Hint: Think about the order of the instructions and what happens with arrays of different lengths.
The file julia.go contains a program that creates images and writes them to file. The program is pretty slow. Your assignment is to divide the computations so that they run in parallel on all available CPUs. Use the ideas from the example in the efficient parallel computation section of the course literature.
You can also make changes to the program, such as using different functions and other colourings.
How many CPUs does you program use? How much faster is your parallel version?
Assistant's note: In more recent versions of Golang (since 1.5), the runtime will default to use as many operating system threads as it is allowed. To see differences in behaviour, refer to the GOMAXPROCS function and vary the value.
In the final task, you will be applying the MapReduce model for improving a word frequency program.
Assistant's note: We actually struggled to find a nice introductory explanation beyond our own example below, as the full model has several more layers that we are skipping. If you are curious, check out the original Google research article and see how you get on! https://ai.google/research/pubs/pub62
A word frequency analysis of a document will return a summary of the word counts for all unique words in the document. Whilst this can be solved efficiently using a map data structure in a sequential program, the performance can be improved by parallelising the program.
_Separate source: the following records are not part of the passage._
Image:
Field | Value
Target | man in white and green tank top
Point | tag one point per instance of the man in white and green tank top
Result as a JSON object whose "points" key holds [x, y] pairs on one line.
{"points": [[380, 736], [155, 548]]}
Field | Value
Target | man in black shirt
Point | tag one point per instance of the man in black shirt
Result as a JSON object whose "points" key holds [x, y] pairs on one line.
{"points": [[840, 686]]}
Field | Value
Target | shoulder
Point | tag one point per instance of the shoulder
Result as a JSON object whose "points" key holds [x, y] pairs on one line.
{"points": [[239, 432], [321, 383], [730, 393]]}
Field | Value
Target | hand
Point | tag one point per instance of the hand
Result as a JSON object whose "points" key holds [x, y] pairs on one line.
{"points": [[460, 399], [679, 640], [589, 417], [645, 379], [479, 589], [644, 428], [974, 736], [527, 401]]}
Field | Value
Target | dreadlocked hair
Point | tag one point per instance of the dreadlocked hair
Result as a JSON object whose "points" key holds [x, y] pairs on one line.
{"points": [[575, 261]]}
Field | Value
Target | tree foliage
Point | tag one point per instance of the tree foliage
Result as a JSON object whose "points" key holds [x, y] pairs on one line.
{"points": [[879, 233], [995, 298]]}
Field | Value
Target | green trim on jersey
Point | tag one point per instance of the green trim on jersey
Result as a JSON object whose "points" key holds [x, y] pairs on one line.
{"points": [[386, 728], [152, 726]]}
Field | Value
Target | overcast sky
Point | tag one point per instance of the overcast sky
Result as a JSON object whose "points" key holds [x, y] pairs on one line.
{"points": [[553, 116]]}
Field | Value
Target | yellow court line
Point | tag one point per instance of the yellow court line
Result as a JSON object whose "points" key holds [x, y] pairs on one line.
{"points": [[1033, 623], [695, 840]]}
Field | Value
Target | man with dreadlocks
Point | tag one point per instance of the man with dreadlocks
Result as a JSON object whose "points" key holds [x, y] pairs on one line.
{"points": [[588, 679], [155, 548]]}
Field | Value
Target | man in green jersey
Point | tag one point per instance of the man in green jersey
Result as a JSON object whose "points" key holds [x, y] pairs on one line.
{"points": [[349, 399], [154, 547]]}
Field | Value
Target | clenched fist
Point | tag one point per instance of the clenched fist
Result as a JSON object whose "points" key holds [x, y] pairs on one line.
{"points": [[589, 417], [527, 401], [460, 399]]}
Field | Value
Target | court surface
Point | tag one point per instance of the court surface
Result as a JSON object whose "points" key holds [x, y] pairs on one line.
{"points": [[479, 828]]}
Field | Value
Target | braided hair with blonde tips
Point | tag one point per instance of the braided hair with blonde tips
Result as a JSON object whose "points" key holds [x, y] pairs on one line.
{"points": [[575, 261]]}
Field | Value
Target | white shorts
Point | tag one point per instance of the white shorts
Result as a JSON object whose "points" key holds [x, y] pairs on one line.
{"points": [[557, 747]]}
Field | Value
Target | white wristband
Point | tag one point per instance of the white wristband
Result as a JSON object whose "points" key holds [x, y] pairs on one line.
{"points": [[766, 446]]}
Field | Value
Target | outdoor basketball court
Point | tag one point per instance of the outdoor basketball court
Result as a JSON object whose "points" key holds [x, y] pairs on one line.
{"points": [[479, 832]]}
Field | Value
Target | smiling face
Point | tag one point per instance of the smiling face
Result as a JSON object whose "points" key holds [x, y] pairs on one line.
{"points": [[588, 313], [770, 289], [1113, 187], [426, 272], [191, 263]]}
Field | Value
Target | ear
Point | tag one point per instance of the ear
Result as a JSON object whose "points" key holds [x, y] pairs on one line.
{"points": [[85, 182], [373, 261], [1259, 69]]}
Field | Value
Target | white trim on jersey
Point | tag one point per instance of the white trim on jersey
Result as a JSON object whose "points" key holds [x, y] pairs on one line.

Assistant's note: Typically we ignore case when counting the frequency so 'Hello', 'HELLO' and 'hello' are all counted as 'hello', so remember to convert all strings to lower case.
By splitting the document into sub-documents and conducting a partial count in parallel (Map task), we can arrive at the solution by combining all the partial results into a final result (Reduce task).
Read the code in singleworker/words.go and complete the missing parts:
- Implementation for the
WordCount
function - Reading a text file into a string in the
main
function - Check that the unittest passes
- Log the runtime performance in the table below
Once you are satisfied with the singleworker, move into mapreduce/words.go and parallelise the program in order to improve the performance.
- Update the
WordCount
function with the Map and Reduce tasks, using goroutines to parallelise and a channel to gather partial results - Check that the unittest passes
- Find the optimal amount of gorountines before you encounter diminishing returns in performance improvements
- Log the runtime performance in the table below
Variant | Runtime (ms) |
---|---|
singleworker | xxx |
mapreduce | yyy |
And with that, you are on your way to Google-scale problems ;-)
Please commit any written answers or diagrams to the "docs" folder as a PDF (or Markdown) document, and commit any code developed to the "src" folder of your KTH Github repo. Remember to push to KTH Github.